Kelly's in the hot seat tonight when he decides to testify on behalf of Detective Janice Licalsi (Amy Brenneman), who's on trial for double homicide.

Licalsi has decided to plea bargain and accept a six-year prison term, but Kelly doesn't want her to. He believes she can be acquitted; all he has to do is perjure himself.

Why would he perjure himself -- especially with Internal Affairs vTC already investigating him for the relationship he had with Licalsi at the time of the murders? Because Kelly realizes he loves Licalsi, or, as he so eloquently puts it, "I have feelings for her."

Feelings of love, indeed. They are so strong that Kelly breaks up with Robin Wirkus (Debrah Farentino) in another great scene with another great speech.

"Hey, we were friends before. So, we'll be friends. Ya love who ya love," Wirkus says, trying not to lose it in the restaurant-bar where Kelly chooses to tell her about his feelings for Licalsi.

This comes, by the way, right after Kelly beats up a drunken businessman who's been mouthing off to him at the bar.

Oh yeah, Kelly's got all kinds of feelings -- feelings of love, feelings of hate, feelings of tenderness, feelings of rage.

How will we ever live without him?

Well, here's the good news: Dennis Franz's Detective Andy Sipowicz also has all kinds of feelings tonight, as well as a scene so powerful it will make you want to jump up and applaud when it ends.

Sipowicz has romantic feelings for assistant district attorney Sylvia Costas (Sharon Lawrence) and "would like to resume seeing her," as he so eloquently puts it.

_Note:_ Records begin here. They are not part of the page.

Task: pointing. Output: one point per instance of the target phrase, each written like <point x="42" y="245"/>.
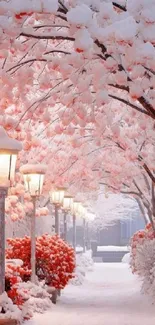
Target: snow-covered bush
<point x="35" y="297"/>
<point x="9" y="310"/>
<point x="143" y="259"/>
<point x="55" y="259"/>
<point x="28" y="297"/>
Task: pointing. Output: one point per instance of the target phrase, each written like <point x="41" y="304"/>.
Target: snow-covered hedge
<point x="143" y="259"/>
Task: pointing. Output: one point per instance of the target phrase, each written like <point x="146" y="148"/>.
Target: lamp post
<point x="9" y="149"/>
<point x="56" y="198"/>
<point x="75" y="209"/>
<point x="33" y="179"/>
<point x="67" y="205"/>
<point x="84" y="235"/>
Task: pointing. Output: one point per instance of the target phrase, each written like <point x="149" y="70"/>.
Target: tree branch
<point x="115" y="4"/>
<point x="48" y="37"/>
<point x="124" y="101"/>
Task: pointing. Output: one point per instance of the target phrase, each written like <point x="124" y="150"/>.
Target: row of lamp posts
<point x="9" y="149"/>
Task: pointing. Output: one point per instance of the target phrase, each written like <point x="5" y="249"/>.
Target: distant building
<point x="120" y="233"/>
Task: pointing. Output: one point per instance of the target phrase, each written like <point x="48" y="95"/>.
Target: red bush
<point x="55" y="260"/>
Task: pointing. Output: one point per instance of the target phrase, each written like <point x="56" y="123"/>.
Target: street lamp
<point x="82" y="212"/>
<point x="9" y="149"/>
<point x="67" y="206"/>
<point x="75" y="210"/>
<point x="56" y="198"/>
<point x="33" y="179"/>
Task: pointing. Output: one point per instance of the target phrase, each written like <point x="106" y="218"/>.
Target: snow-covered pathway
<point x="109" y="296"/>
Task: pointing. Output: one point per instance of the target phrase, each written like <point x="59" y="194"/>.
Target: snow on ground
<point x="112" y="249"/>
<point x="109" y="296"/>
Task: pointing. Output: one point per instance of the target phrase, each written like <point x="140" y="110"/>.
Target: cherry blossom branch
<point x="48" y="37"/>
<point x="115" y="4"/>
<point x="126" y="102"/>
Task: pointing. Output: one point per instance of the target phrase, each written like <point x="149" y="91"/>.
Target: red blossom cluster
<point x="14" y="275"/>
<point x="138" y="239"/>
<point x="55" y="260"/>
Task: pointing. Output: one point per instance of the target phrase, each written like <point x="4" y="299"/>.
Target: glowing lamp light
<point x="82" y="211"/>
<point x="67" y="202"/>
<point x="9" y="149"/>
<point x="57" y="196"/>
<point x="33" y="178"/>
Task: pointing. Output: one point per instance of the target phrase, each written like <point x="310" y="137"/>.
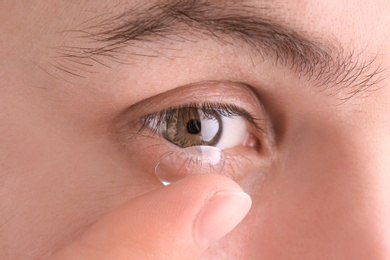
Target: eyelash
<point x="154" y="121"/>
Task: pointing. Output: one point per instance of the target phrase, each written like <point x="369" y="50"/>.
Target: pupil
<point x="194" y="127"/>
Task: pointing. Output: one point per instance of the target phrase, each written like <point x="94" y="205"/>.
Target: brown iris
<point x="188" y="126"/>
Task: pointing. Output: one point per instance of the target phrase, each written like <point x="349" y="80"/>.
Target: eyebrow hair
<point x="329" y="65"/>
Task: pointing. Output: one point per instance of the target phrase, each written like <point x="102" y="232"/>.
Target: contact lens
<point x="192" y="160"/>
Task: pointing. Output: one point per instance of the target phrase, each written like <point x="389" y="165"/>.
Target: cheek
<point x="57" y="182"/>
<point x="325" y="197"/>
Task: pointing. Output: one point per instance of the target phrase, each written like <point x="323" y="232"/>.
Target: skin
<point x="74" y="185"/>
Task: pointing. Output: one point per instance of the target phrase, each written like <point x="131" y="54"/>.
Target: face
<point x="295" y="94"/>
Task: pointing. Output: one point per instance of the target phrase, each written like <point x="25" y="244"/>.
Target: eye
<point x="220" y="125"/>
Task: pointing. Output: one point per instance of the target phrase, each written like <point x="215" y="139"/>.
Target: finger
<point x="175" y="222"/>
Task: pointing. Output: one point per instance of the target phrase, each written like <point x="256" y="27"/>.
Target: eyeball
<point x="189" y="161"/>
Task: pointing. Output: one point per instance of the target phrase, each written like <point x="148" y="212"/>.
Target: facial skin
<point x="320" y="184"/>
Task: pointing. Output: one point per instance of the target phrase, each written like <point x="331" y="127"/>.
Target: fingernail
<point x="220" y="215"/>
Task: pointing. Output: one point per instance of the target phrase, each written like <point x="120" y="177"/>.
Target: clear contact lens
<point x="192" y="160"/>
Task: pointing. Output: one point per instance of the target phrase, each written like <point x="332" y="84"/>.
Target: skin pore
<point x="77" y="76"/>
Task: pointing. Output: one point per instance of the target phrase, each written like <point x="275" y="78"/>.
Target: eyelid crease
<point x="154" y="121"/>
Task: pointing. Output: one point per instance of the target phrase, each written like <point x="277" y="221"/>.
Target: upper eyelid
<point x="226" y="109"/>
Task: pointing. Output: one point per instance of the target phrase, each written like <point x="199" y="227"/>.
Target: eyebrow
<point x="325" y="63"/>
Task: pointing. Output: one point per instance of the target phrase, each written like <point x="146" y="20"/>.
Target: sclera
<point x="177" y="165"/>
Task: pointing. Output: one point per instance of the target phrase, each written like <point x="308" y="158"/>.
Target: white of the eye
<point x="210" y="128"/>
<point x="234" y="132"/>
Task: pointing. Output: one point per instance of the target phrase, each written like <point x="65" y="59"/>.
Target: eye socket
<point x="219" y="125"/>
<point x="187" y="127"/>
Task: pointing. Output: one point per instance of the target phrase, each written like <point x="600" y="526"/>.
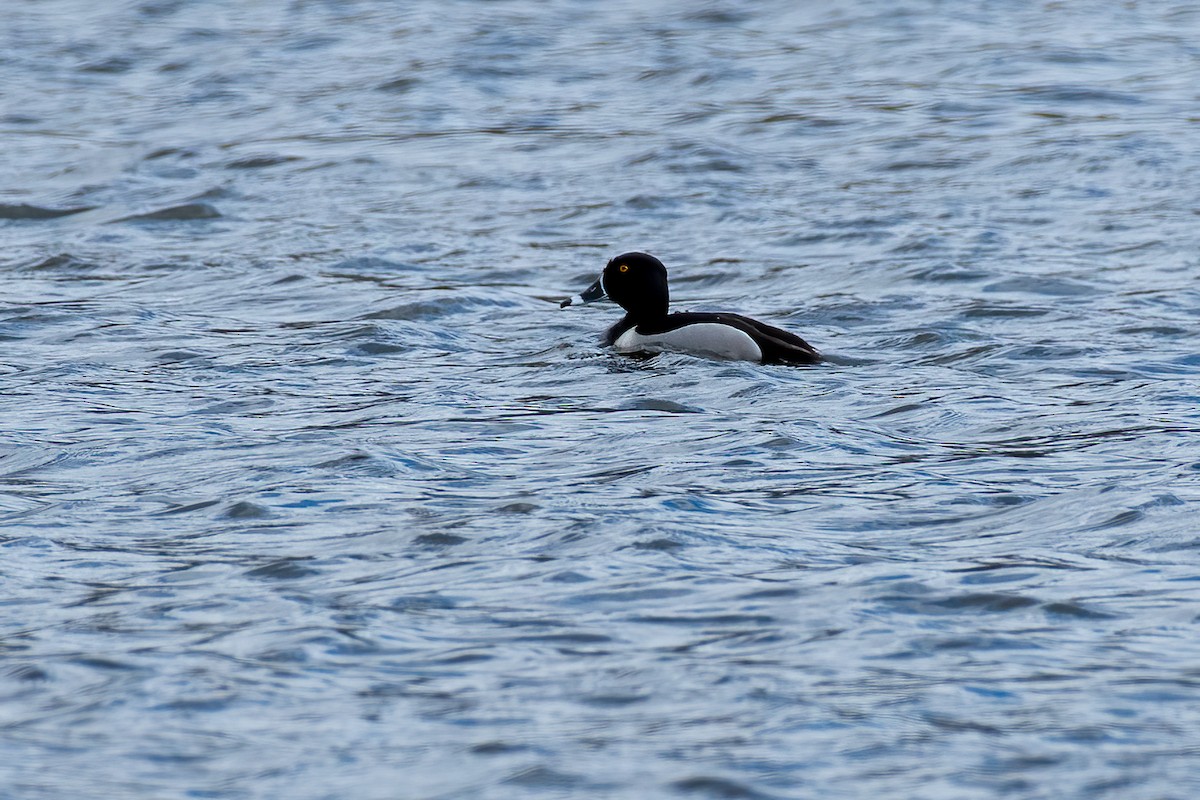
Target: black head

But first he's got to get the OK from his Alcoholics' Anonymous sponsor, who is played by a wonderfully off-the-wall Peter Boyle. Sipowicz needs his sponsor's OK because he's only been sober 90 days and the group's guidelines call for caution on the part of the newly sober when entering such relationships.

Sipowicz's finest moment, though, comes near the end of the hour when he corners a wife-beating bully outside a courtroom and makes an in-your-face speech about what's going to happen if he hits his wife again. You can almost feel his face sweat. You can definitely feel his rage.

I forgot how much I love this show until I saw this episode. I also forgot how much I hate Steven Bochco, its creator. He's so good that he's got me cheering for Kelly to perjure himself. He's got me hoping Sipowicz really will take the wife-beater down to the river some night and drown the creep.

In my head, I know it's wrong. It's take-my-civil-rights please, police-state fascism, at the very least. But Kelly's got these feelings, Sipowicz has these feeling, and I have these feelings too. And it feels so good to watch "NYPD Blue" and let all that emotion just flow all over you.